The maturing terror risk market continues to intertwine with the rapidly evolving cyber risk landscape, which has developed a truly global peril that will ultimately require new sources of reinsurance capital to narrow the protection gap, according to broker Guy Carpenter, the reinsurance arm of Marsh.

The terror risk landscape has changed dramatically over the last 20 years and continues to evolve as advances in technology and society as a whole, has resulted in an increasingly interconnected world.

According to a recent executive summary from reinsurance broker Guy Carpenter, it is estimated that terrorism cost the UK alone €43 billion in gross domestic product (GDP) growth in 2016, and across the European Union (EU) that cost was estimated to be €180 billion.

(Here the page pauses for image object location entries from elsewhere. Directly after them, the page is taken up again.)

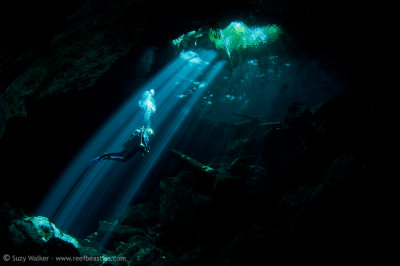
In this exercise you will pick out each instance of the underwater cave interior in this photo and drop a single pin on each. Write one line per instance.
(198, 88)
(248, 126)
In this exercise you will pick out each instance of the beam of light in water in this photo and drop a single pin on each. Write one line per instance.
(84, 194)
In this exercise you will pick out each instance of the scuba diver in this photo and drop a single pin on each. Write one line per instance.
(138, 141)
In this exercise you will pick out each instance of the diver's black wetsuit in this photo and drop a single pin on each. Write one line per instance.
(137, 142)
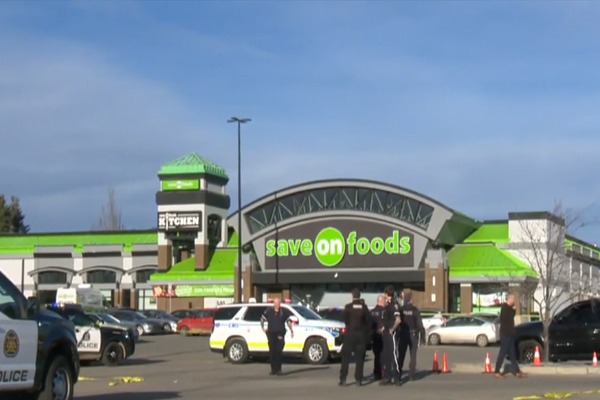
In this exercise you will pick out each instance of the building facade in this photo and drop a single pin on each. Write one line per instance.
(311, 243)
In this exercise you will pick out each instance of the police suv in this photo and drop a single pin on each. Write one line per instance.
(96, 342)
(39, 350)
(237, 333)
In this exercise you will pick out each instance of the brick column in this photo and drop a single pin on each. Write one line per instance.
(466, 298)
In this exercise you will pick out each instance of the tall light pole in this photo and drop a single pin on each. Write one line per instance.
(239, 122)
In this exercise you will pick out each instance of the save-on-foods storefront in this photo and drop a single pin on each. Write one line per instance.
(312, 243)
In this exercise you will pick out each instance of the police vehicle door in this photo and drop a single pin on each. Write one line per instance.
(89, 337)
(18, 336)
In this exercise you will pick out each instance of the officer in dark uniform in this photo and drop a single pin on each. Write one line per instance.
(376, 337)
(276, 323)
(410, 330)
(358, 324)
(391, 323)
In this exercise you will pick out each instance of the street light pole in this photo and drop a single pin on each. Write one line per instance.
(239, 121)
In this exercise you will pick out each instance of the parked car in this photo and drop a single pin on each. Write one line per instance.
(432, 317)
(573, 334)
(237, 333)
(199, 323)
(169, 321)
(180, 314)
(108, 320)
(144, 325)
(332, 313)
(464, 329)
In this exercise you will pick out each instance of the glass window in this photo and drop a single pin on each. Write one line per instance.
(52, 277)
(306, 313)
(101, 276)
(143, 276)
(226, 313)
(254, 313)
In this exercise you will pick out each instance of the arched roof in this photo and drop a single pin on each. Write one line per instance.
(355, 196)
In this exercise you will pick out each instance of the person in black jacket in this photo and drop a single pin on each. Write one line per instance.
(376, 338)
(507, 339)
(358, 324)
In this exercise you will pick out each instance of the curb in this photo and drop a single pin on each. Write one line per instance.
(543, 370)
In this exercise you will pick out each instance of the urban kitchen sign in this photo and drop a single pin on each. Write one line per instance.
(172, 222)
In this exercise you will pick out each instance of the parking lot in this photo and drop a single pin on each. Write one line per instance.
(175, 367)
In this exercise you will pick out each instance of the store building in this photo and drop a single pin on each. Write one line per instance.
(311, 243)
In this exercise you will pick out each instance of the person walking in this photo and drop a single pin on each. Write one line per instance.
(391, 323)
(358, 323)
(411, 328)
(376, 336)
(507, 339)
(276, 322)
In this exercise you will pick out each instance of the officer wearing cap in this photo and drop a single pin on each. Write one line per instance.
(411, 327)
(376, 336)
(358, 324)
(391, 323)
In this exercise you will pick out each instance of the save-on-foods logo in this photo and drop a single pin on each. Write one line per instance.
(330, 246)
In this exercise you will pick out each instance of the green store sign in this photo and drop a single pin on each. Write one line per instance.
(204, 291)
(330, 246)
(183, 184)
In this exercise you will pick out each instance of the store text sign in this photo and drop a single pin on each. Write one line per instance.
(339, 244)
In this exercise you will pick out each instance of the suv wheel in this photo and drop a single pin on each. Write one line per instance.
(237, 351)
(316, 351)
(113, 354)
(58, 382)
(482, 340)
(527, 351)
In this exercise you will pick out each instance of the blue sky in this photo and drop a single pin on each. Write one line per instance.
(488, 107)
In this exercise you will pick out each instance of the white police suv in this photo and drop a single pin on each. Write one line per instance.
(39, 357)
(237, 333)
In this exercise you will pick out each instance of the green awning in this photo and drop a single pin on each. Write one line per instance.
(486, 261)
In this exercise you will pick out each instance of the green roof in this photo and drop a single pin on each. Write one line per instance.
(496, 232)
(220, 266)
(192, 163)
(26, 243)
(486, 260)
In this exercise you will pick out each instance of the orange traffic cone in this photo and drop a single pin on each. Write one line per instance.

The broker states that the size of the figures demands that political and industrial sectors take action to build capacity in the terror market, highlighting that while inevitably the action takes the form of a security line of effort, the insurance and reinsurance sector has an important role to play.

By offering products to consumers that limit the risk of losses, or by offering products that mitigate the risk to government balance sheets, insurers and reinsurers can play an important direct and indirect role in the expanding terror risk landscape.

“It is clear our industry will play an important role in shaping the response to this threat,” says Guy Carpenter.

The size of the terror threat, combined with the growing and very real cyber terror threat, means that new sources of reinsurance capital will be required, and, given the size of potential losses, the capital markets might also have an important role to play in the space.

“The (re) insurance industry must remain in tune with these developments; it must gain insights from academia and observers on how the peril is changing, keep alert to new products in the market, unlock new sources of capacity and help clients understand their portfolios more readily so they remain relevant to their consumer base,” says Guy Carpenter.

The capital markets continues to look for ways to get closer to the original source of risk, and the willingness and ability of the investor base to access emerging and diversifying lines of business, suggests insurance-linked securities (ILS) capacity has an opportunity to be a key source of capital in the terror space, ultimately helping to narrow the terror protection gap.

“The industry is well placed to meet these demands head on. New sources of capital combined with capital supplied by traditional reinsurers can potentially create abundant supply, enabling insurers to grow their offerings, both geographically and in terms of coverage,” says Guy Carpenter.

For insurance, reinsurance, and the capital markets to better address the evolving terror risk arena, which includes the cyber terror risk landscape, Guy Carpenter notes that an improved understanding and modelling of the perils are crucial.

Terror and cyber risks are both seen as potential areas of growth for the ILS market, making the capital markets participation in supporting capacity needs for these risks seem likely.